Re: [BUGS] Bug in Physical Replication Slots (at least 9.5)?

Поиск
Список
Период
Сортировка
От Venkata B Nagothi
Тема Re: [BUGS] Bug in Physical Replication Slots (at least 9.5)?
Дата
Msg-id CAEyp7J-4MmVwGoZSwvaSULZC80JDD_tL-9KsNiqF17+bNqiSBg@mail.gmail.com
обсуждение исходный текст
Ответ на Re: [BUGS] Bug in Physical Replication Slots (at least 9.5)?  (Kyotaro HORIGUCHI <horiguchi.kyotaro@lab.ntt.co.jp>)
Ответы Re: [BUGS] Bug in Physical Replication Slots (at least 9.5)?
Список pgsql-bugs

On Tue, Jan 17, 2017 at 9:36 PM, Kyotaro HORIGUCHI <horiguchi.kyotaro@lab.ntt.co.jp> wrote:
Hello. I added pgsql-hackers.

This occurs also on git master and back to 9.4.

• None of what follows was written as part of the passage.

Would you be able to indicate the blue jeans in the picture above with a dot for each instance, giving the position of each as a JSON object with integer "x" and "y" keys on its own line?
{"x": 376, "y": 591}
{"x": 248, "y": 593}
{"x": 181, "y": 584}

At Fri, 13 Jan 2017 08:47:06 -0600, Jonathon Nelson <jdnelson@dyn.com> wrote in <CACJqAM1ydcZcd5DoCp+y5hkWto1ZeGW+Mj8UK7avqctbGJO8Bw@mail.gmail.com>
> On Mon, Nov 28, 2016 at 1:39 PM, Jonathon Nelson <jdnelson@dyn.com> wrote:
> > First, the postgresql configuration differs only minimally from the stock
> > config:
> >
> > Assume wal_keep_segments = 0.
> > Assume the use of physical replication slots.
> > Assume one master, one standby.
> >
> > Lastly, we have observed the behavior "in the wild" at least twice and in
> > the lab a dozen or so times.
> >
> > EXAMPLE #1 (logs are from the replica):
> >
> > user=,db=,app=,client= DEBUG:  creating and filling new WAL file
> > user=,db=,app=,client= DEBUG:  done creating and filling new WAL file
> > user=,db=,app=,client= DEBUG:  sending write 6/8B000000 flush 6/8A000000
> > apply 5/748425A0
> > user=,db=,app=,client= DEBUG:  sending write 6/8B000000 flush 6/8B000000
> > apply 5/74843020
> > <control-c here>
> > user=,db=,app=,client= DEBUG:  postmaster received signal 2
> > user=,db=,app=,client= LOG:  received fast shutdown request
> > user=,db=,app=,client= LOG:  aborting any active transactions
> >
> > And, upon restart:
> >
> > user=,db=,app=,client= LOG:  restartpoint starting: xlog
> > user=,db=,app=,client= DEBUG:  updated min recovery point to 6/67002390 on
> > timeline 1
> > user=,db=,app=,client= DEBUG:  performing replication slot checkpoint
> > user=,db=,app=,client= DEBUG:  updated min recovery point to 6/671768C0 on
> > timeline 1
> > user=,db=,app=,client= CONTEXT:  writing block 589 of relation
> > base/13294/16501
> > user=,db=,app=,client= LOG:  invalid magic number 0000 in log segment
> > 00000001000000060000008B, offset 0
> > user=,db=,app=,client= DEBUG:  switched WAL source from archive to stream
> > after failure
> > user=,db=,app=,client= LOG:  started streaming WAL from primary at
> > 6/8A000000 on timeline 1
> > user=,db=,app=,client= FATAL:  could not receive data from WAL stream:
> > ERROR:  requested WAL segment 00000001000000060000008A has already been
> > removed

I managed to reproduce this. A little tweak as the first patch
lets the standby to suicide as soon as walreceiver sees a
contrecord at the beginning of a segment.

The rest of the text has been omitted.